In vitrodifferentiation of bone marrow derived porcine mesenchymal stem cells to endothelial cells
Journal of Tissue Engineering and Regenerative Medicine, 2012
Mesenchymal stem cells (MSCs) hold potential for the regeneration of damaged tissues in cardiovascular diseases. In this study, we investigated the potential of porcine MSCs to differentiate into endothelial cells (ECs) in-vitro. The cultured bone marrow derived cells were CD11b − CD34 − CD44 + CD45 − CD90 + and showed mesodermal lineage differentiation which are characteristic of MSCs. The MSCs were induced to differentiate into ECs using endothelial growth media (EGM) with and without high concentrations of VEGF (EGM+VEGF; 50ng/ml). The endothelial basal medium (EBM) without growth factors served as the control. The EC differentiation was assessed by the presence of vWF, ability to take up acetylated LDL, in vitro angiogenesis assay, flow cytometry and qPCR of EC markers vWF, VE-cadherin, PECAM-1, CD34, VEGF-R1 and VEGF-R2 after 10days of stimulation. The cells cultured in EGM+VEGF media demonstrated higher amount of DiI-AcLDL positive cells, and enhanced presence of vWF (90%), VE-Cadherin (60%) and PECAM-1 (48%) positive cells, than in EBM. These cells showed profuse sprouting of capillary tubes and closed polygon formation in the angiogenesis assay.

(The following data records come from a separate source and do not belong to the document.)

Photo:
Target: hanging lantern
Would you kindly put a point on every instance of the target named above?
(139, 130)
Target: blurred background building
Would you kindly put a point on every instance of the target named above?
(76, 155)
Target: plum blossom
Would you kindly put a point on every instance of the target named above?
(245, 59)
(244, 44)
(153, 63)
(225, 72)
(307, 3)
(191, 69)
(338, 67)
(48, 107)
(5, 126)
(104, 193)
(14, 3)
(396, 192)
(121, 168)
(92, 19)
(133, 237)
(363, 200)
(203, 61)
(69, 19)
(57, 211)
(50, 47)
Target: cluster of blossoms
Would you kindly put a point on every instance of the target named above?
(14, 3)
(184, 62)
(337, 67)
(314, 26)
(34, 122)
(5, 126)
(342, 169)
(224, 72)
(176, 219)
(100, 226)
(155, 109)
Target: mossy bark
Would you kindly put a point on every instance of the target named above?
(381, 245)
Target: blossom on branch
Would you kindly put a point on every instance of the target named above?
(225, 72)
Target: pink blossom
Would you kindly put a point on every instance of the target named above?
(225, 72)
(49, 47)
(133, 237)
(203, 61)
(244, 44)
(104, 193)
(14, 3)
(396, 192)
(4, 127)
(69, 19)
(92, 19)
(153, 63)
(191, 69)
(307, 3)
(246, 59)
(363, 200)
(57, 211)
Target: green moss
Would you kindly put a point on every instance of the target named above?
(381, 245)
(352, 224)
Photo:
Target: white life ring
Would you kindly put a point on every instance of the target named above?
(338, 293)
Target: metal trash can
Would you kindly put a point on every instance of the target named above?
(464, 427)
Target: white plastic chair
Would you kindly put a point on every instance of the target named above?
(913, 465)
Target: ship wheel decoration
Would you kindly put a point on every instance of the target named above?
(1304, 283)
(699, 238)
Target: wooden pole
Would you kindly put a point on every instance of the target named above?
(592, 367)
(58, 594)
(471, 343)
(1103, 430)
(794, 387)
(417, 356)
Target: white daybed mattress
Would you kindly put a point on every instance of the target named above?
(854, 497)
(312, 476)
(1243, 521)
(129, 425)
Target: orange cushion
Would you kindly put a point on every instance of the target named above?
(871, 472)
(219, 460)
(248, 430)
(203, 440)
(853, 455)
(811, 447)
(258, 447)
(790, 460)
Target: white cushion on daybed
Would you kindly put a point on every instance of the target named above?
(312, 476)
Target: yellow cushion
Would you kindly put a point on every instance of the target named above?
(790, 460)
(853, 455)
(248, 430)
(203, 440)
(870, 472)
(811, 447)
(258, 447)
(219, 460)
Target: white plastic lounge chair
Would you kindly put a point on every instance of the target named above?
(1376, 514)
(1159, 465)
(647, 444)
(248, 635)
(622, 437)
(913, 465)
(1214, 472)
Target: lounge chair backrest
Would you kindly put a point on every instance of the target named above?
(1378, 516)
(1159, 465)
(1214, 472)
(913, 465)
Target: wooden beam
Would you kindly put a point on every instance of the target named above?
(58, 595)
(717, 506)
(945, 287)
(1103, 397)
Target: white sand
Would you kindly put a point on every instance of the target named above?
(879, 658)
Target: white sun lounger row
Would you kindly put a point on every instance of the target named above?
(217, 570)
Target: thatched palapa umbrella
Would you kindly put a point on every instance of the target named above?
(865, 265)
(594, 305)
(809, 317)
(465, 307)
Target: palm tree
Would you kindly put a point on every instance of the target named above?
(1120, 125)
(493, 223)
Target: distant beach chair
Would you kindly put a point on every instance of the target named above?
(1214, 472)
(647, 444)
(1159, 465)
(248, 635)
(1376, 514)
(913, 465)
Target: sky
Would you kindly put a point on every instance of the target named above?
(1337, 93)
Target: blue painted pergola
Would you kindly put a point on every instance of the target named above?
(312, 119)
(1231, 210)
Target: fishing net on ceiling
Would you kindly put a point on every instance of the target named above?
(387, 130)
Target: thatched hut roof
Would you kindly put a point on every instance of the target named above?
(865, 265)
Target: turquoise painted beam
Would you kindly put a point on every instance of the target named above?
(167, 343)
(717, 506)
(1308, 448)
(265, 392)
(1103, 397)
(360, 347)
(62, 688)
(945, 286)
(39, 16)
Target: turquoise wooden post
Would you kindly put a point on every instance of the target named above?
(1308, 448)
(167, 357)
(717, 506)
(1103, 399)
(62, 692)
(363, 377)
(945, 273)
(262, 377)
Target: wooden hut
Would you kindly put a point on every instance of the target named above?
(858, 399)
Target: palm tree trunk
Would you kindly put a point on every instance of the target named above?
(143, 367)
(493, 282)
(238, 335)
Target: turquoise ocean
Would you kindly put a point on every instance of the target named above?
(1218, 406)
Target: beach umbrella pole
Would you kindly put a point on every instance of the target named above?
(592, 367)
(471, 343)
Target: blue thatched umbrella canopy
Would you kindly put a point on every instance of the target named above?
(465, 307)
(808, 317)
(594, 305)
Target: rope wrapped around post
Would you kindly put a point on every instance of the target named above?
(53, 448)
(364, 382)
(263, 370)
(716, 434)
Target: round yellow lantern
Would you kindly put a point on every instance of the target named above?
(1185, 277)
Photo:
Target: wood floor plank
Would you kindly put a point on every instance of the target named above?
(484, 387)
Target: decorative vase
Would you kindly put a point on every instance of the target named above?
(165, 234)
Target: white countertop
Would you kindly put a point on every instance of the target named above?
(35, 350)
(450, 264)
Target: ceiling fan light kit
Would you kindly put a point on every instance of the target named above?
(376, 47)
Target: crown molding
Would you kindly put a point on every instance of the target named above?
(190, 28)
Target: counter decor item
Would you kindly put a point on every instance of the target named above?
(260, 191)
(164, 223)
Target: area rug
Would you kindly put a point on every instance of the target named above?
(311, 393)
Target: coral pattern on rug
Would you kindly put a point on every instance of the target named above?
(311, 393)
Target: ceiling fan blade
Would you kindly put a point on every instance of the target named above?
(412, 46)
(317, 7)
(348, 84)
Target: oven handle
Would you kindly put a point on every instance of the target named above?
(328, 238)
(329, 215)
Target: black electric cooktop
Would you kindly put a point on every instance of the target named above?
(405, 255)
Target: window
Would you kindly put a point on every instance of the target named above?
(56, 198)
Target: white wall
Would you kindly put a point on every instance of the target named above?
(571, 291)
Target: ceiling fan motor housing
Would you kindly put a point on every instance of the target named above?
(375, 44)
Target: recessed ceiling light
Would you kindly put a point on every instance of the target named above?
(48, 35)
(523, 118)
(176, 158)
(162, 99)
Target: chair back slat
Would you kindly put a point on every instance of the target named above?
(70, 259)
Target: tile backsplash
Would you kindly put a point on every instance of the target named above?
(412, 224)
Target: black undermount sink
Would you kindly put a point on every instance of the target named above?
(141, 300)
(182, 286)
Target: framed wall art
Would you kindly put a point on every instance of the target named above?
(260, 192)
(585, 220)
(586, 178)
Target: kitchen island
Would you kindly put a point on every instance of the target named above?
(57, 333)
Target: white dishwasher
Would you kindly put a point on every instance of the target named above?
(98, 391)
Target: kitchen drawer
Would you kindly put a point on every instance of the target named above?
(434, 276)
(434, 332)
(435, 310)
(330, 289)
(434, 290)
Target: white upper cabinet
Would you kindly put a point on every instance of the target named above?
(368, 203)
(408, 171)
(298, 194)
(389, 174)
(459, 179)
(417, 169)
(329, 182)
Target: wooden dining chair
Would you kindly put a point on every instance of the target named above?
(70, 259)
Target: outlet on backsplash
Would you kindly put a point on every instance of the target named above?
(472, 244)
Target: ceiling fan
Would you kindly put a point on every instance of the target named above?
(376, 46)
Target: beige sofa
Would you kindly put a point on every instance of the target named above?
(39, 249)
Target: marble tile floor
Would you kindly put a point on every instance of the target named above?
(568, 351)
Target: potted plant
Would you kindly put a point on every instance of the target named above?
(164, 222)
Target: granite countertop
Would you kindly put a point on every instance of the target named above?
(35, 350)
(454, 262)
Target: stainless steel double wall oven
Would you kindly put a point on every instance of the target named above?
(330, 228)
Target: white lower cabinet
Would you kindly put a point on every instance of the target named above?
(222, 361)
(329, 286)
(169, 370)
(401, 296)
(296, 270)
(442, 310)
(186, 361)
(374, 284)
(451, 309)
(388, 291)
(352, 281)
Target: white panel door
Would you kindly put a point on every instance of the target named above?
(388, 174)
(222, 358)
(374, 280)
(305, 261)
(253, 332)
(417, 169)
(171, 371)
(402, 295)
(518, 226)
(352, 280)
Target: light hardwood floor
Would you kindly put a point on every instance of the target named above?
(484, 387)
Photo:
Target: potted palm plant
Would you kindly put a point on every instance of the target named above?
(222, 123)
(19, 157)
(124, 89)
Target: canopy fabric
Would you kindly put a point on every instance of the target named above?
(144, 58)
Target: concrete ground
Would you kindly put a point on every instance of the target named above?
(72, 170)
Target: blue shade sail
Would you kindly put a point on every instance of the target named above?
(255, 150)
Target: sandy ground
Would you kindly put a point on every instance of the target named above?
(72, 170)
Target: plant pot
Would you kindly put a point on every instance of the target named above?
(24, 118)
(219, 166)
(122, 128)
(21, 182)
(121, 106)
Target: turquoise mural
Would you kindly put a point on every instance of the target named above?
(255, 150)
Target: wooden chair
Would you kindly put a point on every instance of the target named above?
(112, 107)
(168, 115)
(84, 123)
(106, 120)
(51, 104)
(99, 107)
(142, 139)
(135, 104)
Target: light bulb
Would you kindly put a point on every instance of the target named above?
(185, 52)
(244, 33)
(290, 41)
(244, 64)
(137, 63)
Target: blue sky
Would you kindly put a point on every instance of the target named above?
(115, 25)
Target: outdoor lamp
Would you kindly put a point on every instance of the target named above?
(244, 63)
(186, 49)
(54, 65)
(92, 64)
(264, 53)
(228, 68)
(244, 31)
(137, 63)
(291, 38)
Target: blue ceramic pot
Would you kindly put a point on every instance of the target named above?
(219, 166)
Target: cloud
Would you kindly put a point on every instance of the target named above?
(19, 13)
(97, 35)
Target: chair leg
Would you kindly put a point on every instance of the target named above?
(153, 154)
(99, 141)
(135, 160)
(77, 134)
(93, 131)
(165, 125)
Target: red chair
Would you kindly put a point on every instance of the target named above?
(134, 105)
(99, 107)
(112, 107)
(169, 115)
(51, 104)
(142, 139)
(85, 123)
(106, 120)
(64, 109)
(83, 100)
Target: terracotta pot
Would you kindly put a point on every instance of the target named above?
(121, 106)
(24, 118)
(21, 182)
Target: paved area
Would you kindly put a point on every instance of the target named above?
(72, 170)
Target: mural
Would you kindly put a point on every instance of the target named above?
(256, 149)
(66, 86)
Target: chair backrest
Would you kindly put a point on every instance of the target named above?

There was 1.5-2 fold increase in the mRNA expression of endothelial markers in the cells stimulated with EGM+VEGF media when compared to control. The results demonstrate the ability of porcine MSCs to differentiate into ECs under in-vitro inducing conditions. The differentiated cells would provide new options for re-endothelialization following interventional procedures and tissue engineering.